Previously he had stated as a word equation that: $\ \text{Flux of } \mathbf{B} \text{ through any closed surface}=0. $ I would therefore assume that $\ \int_{volume} \nabla \cdot \mathbf{B} \space \mathrm{d}V = 0$, however Gauss' law for magnetism states that: $\ \nabla \cdot \mathbf{B} = 0$. Does that mean that $\ \nabla \cdot \mathbf{B} = 0$ and $\ \int_{volume} \nabla \cdot \mathbf{B} \space \mathrm{d}V = 0$ are equivalent statements, or am I making a fundamental error somewhere?
 A: As Draksis said, the condition is that the integral over any volume has to be zero. If you want a formal proof, here you go:
Let's call $f(\mathbf{x}) = \nabla \cdot \mathbf{B}$, and assume it is continuous. Suppose there's some $\mathbf{x}_0 \in \mathbb{R}^3$ with $f(\mathbf{x}_0) \neq 0$, and let's say that $f(\mathbf{x}_0) > 0$ (the proof for $f < 0$ is identical). Then since $f$ is a continous function, there is some ball $B$ around $\mathbf{x}_0$ where $f$ is positive. Therefore, $\int_B f > 0$, which is a contradiction with the assumption that the integral should be zero for any volume.
A: Intuitively, if the volume integral of a function is 0 over any arbitrary volume, the function itself must be 0 at all points in space.

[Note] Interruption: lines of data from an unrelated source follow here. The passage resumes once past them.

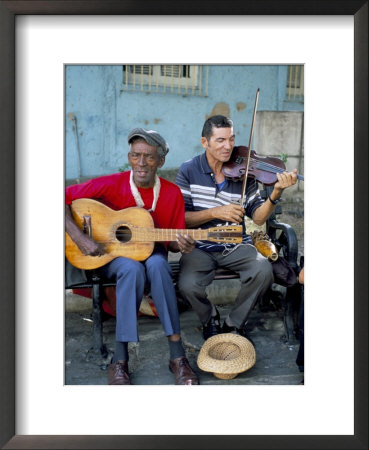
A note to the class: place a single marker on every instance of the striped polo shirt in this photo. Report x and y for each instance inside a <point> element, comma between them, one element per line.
<point>200,191</point>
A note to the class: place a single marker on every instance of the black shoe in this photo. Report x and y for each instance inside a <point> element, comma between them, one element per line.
<point>227,329</point>
<point>212,327</point>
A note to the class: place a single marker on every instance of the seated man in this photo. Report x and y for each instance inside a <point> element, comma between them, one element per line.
<point>140,187</point>
<point>210,200</point>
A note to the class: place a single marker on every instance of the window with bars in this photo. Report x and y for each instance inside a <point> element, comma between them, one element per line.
<point>166,78</point>
<point>295,82</point>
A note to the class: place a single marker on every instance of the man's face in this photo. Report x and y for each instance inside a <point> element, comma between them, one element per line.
<point>220,145</point>
<point>144,160</point>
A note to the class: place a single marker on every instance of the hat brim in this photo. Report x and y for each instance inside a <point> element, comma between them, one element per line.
<point>226,354</point>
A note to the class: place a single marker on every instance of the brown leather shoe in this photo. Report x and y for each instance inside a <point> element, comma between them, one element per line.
<point>118,373</point>
<point>182,371</point>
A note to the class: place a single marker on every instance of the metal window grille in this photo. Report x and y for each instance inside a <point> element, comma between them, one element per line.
<point>295,82</point>
<point>166,78</point>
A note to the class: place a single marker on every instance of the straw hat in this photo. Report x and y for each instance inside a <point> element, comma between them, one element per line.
<point>226,355</point>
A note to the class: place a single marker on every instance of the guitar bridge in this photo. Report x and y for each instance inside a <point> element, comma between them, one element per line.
<point>87,225</point>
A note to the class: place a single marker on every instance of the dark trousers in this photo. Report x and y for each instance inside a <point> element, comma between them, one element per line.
<point>300,354</point>
<point>197,271</point>
<point>131,277</point>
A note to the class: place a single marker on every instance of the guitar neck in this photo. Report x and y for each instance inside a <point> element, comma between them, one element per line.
<point>163,234</point>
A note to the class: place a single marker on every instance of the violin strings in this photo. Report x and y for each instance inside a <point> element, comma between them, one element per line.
<point>267,166</point>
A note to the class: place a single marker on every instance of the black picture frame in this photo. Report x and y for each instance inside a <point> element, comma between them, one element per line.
<point>8,11</point>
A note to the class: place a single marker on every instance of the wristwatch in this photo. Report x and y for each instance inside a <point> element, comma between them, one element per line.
<point>274,202</point>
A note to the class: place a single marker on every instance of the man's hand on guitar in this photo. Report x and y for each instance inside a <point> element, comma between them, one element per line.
<point>229,213</point>
<point>185,243</point>
<point>89,247</point>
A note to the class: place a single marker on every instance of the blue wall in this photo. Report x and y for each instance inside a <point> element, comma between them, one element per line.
<point>105,113</point>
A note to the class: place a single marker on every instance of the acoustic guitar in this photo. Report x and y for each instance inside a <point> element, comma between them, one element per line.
<point>129,232</point>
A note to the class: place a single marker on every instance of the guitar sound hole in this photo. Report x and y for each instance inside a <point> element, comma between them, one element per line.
<point>123,234</point>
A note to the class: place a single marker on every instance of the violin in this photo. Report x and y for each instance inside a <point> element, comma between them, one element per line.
<point>263,168</point>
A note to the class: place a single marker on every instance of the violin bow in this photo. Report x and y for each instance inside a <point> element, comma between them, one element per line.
<point>250,140</point>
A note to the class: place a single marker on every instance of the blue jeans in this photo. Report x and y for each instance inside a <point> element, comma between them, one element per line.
<point>131,277</point>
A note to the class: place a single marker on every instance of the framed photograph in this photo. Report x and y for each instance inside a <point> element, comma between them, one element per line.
<point>37,409</point>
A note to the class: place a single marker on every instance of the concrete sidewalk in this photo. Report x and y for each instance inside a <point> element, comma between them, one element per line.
<point>275,360</point>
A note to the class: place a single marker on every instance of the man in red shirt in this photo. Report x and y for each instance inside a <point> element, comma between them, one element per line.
<point>140,187</point>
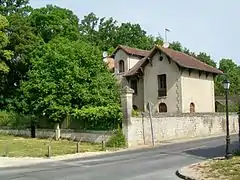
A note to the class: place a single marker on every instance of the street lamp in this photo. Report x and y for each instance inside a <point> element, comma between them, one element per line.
<point>226,85</point>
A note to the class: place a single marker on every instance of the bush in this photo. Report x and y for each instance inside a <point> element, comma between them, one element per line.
<point>117,140</point>
<point>6,118</point>
<point>99,118</point>
<point>14,120</point>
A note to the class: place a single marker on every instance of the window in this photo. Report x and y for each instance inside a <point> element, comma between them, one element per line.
<point>192,108</point>
<point>162,107</point>
<point>134,85</point>
<point>121,66</point>
<point>162,85</point>
<point>135,108</point>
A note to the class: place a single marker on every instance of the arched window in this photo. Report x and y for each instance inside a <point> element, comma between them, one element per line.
<point>162,107</point>
<point>192,108</point>
<point>121,66</point>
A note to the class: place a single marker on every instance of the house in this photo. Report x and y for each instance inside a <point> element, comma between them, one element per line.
<point>171,80</point>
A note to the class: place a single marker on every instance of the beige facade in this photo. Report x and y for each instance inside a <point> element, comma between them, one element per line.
<point>187,89</point>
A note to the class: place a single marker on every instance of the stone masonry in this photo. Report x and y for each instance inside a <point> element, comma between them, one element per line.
<point>137,130</point>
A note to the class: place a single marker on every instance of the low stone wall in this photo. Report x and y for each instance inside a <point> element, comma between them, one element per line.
<point>169,127</point>
<point>89,136</point>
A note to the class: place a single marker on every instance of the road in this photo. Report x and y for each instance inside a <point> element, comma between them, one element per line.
<point>158,163</point>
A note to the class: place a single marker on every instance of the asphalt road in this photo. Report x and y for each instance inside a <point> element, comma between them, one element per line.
<point>158,163</point>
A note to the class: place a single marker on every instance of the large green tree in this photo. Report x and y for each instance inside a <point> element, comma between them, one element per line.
<point>9,7</point>
<point>65,76</point>
<point>5,55</point>
<point>52,21</point>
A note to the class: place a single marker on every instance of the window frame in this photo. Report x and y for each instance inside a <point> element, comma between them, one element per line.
<point>162,85</point>
<point>134,85</point>
<point>121,65</point>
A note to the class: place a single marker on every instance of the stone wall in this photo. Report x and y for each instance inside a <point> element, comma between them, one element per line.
<point>89,136</point>
<point>178,127</point>
<point>137,130</point>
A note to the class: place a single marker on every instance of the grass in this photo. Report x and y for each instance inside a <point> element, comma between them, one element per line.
<point>222,169</point>
<point>13,146</point>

More concretely, consider a function for which $\int_V \, f \, \mathrm{d}x = 0$ for any volume $V$. Then, $\int_{V+dV} \, f \, \mathrm{d}x = 0$ for any infinitesimal addition to V.
$$\int_{V+dV} \, f \, \mathrm{d}x - \int_V \, f \, \mathrm{d}x = \int_{dV} \, f \, \mathrm{d}x = f(\text{at dV}) = 0$$
In your case, $f = \nabla \cdot B$, so $\nabla \cdot B = 0$.
(Note: I was a bit lazy with my notation above, so it's not a formal proof. However, it should still provide the intuitive answer to your question.)